Psychedelic/Space Rock

3.87 | 53 ratings

From Progarchives.com, the ultimate progressive rock music website

TCat
Forum & Site Admin Group
Eclectic / Prog Metal / Heavy Prog Team
4 stars After the release of "The Sky Moves Sideways" album, Porcupine Tree became more of a full-fledged band than a project and the band's music started to move away from the psychedelic mind trips of previous years to a more progressive sound that centered more around the heavier aspects of metal and hard rock. However, frontman Steven Wilson still wanted to have a creative outlet that would continue to explore the psychedelic genre and delve more into the krautrock aspects of that style. For that reason, he continued as a one-man band (with guests) with the beginning of a new project called I.E.M. which stands for "Incredible Expanding Mindfuck".

The debut album was released in 1996 with very little information. There were only 500 copies released on vinyl initially, but a CD version with an extra bonus track would be released in 1998 and have a much wider distribution. The music here has very little resemblance to what most people recognize as Porcupine Tree's sound in their later years, but those that have explored PT's earlier music will find that it does have a lot in common with that music. The music on the debut album is very exploratory, psychedelic with krautrock traits and some eerie passages. As for myself, I really enjoy it as it takes the early PT sound and expands on it becoming even more experimental. However, those also familiar with Wilson's other project Bass Communion, will find that it isn't quite as experimental as that. I.E.M. actually fits somewhere in between the two styles.
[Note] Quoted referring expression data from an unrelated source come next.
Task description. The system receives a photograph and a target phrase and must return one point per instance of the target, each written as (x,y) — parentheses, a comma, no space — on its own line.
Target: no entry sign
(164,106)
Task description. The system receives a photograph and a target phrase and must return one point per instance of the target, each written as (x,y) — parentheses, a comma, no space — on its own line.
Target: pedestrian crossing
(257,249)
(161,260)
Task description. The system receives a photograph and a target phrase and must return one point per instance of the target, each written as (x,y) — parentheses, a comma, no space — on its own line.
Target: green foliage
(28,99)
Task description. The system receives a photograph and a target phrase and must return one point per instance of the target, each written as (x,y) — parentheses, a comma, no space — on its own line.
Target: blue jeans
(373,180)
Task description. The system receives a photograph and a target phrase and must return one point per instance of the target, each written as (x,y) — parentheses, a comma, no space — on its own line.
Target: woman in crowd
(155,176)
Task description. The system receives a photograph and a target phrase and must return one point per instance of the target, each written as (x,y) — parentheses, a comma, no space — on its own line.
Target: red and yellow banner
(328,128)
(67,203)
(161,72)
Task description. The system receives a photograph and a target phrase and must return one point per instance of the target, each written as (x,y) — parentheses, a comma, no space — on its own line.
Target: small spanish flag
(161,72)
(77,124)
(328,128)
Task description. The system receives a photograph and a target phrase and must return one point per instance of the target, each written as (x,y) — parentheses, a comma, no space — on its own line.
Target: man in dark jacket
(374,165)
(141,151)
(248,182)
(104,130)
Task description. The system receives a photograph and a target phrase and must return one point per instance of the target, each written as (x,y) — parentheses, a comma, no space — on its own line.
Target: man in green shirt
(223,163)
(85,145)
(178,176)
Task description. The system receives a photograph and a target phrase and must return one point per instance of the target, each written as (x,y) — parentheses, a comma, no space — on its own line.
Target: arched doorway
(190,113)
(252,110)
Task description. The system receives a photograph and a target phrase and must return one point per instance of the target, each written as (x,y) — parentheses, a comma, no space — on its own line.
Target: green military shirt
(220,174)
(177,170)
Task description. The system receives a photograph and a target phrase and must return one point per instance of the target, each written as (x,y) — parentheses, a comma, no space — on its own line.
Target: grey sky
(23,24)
Long tracks reflect the exploratory nature of this album that is easy to get lost in. Trying to describe the music to those who are not familiar with the psychedelic or krautrock elements is a bit tough, but the best word is definitely experimental, yet there is always a lot of forward movement as repeating motifs, beats and very few key changes are among the main traits of the music presented here. Percussion is persistent, as you would expect with this style of music, however, there is a bit of variance from one track to another as is especially evident in the two tracks "The Gospel According to the I.E.M." and "Fie Kesh". Each track does have it's own distinct personality which you'll notice even more with repeated listens. The most accessible of the tracks is the bonus track on the CD edition. "Headphone Dust" seems a tad out of place as it features a more acoustic sound as the foundation, and an almost Floyd-ian atmosphere. It is a nice addition, but some might find that it takes away a bit from the cohesiveness of the album. It definitely sounds like a recording from a different session.

This is an excellent example of Wilson's love for krautrock and psychedelic rock from earlier decades, but it doesn't try to copy that sound as much as build upon it, which is something we've come to expect from Wilson. All in all, it works as a great introduction to those that might not have a lot of exposure to those styles of music, but be warned that it isn't anything like the more popular style of Wilson. It is his experimental side. It is a look inside the deep mind of Wilson for those that dare to explore there.